Hiro mengernyit. Dengan enggan ia menolehkan kepalanya kembali ke depan. Ternyata terdapat seorang lelaki yang sedang mengaduk kopi di koridor. Mau tidak mau, Hiro pun memandang seorang lelaki yang baru saja bicara itu. Sepertinya ia jauh lebih muda dari Hiro, dilihat dari figur diri dan wajahnya. Setelah memerhatikan lebih jauh, Hiro tersadar bahwa lelaki itu adalah anggota BPKK dari lambang lembaga yang tersemat di lengan kemeja putihnya.

"Vaughn?"

Lelaki yang sudah selesai mengaduk itu tersenyum miring. Seraya membawa gelas kopinya, lelaki yang dipanggil Vaughn itu berbalik menghadap Lilura. Senyum miringnya belum luntur juga. "Selamat datang, Lilura."
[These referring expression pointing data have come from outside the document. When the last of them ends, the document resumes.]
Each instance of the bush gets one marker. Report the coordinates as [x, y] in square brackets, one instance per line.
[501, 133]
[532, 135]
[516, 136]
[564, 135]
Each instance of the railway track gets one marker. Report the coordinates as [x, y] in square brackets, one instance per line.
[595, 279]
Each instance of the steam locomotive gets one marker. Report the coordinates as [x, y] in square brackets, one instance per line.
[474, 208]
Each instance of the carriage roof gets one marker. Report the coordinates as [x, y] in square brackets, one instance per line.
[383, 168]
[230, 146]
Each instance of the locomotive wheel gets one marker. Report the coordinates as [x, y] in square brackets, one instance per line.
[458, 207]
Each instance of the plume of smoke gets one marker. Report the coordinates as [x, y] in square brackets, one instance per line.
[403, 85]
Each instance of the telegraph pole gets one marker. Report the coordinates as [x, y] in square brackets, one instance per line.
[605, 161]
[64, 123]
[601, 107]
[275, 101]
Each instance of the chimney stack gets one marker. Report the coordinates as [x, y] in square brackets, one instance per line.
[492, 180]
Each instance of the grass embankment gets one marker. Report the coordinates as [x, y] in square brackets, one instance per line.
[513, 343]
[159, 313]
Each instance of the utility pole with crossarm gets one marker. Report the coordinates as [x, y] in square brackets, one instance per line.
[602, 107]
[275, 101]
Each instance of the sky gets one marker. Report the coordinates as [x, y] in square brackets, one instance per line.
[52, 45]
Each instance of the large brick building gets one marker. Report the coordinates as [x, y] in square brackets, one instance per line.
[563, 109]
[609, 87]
Hiro terkejut mendengar interaksi keduanya. Spontan Hiro berseru, "Kau kenal dengan remaja itu, Lilura?!"

Raut wajah Vaughn berubah menjadi jengkel seketika. Ia menatap Hiro dengan senyum masam. "Umurku 24 tahun."

"Ah ... eh maksudku kau awet muda sekali!" sembur Hiro yang langsung dilanda rasa panik. Mulutnya kembali berusaha untuk berdalih. "Sungguh! Kau terlihat seperti model iklan—"

Hiro langsung menutup mulut saat pandangannya bertemu dengan Lilura yang memelototinya. Buru-buru ia menunduk untuk menutupi rona merah di wajahnya. Lalu ia pun berujar dengan pelan, "Maaf."

Lilura mengembuskan napas keras sekali sampai-sampai rasanya Hiro ingin menciut menjadi semut saja saat itu. Pandangan Lilura beralih ke Vaughn. "Mohon maafkan anak ini. Reaksinya terhadap konfrontasi selalu buruk."

"Yah," ucap Vaughn pelan seraya menyeruput kopi, "setidaknya ada yang lebih buruk dari itu."

Hanya dalam beberapa tegukan Vaughn langsung menghabiskan kopinya. Ia pun menaruh gelas kembali ke meja dan memilih duduk di samping gelas itu. Senyumnya kembali ia sunggingkan. Kali ini kesannya lebih ramah dari sebelumnya. "Sudah cukup lama ya, Lilura? Kau terlihat lebih berbeda kali ini."

"Tidak terasa ya," jawab Lilura yang juga ikut tersenyum tipis. "Sayang, kali ini justru kita bertemu dengan keadaanku yang terborgol."

"Kau benar-benar kenal dia?" tanya Hiro dengan setengah berbisik. Ia masih enggan mengangkat tundukan kepalanya.

"Kami bertemu saat kerja," jawab Lilura dengan enggan.

Hiro menoleh ke arah Lilura dengan tatapan tidak percaya. "Tapi aku tidak kenal dengannya. Bagaimana—"

Lagi-lagi Lilura langsung memotong ucapan Hiro dengan kesal, "Aku bekerja tanpa rekan selama hampir setahun, Hiro."

Belum cukup, kali ini Lilura menatap wajah Hiro lekat-lekat. Senada dengan tatapannya yang sinis, Lilura bertanya dengan tajam, "Apa kau telah melupakannya?"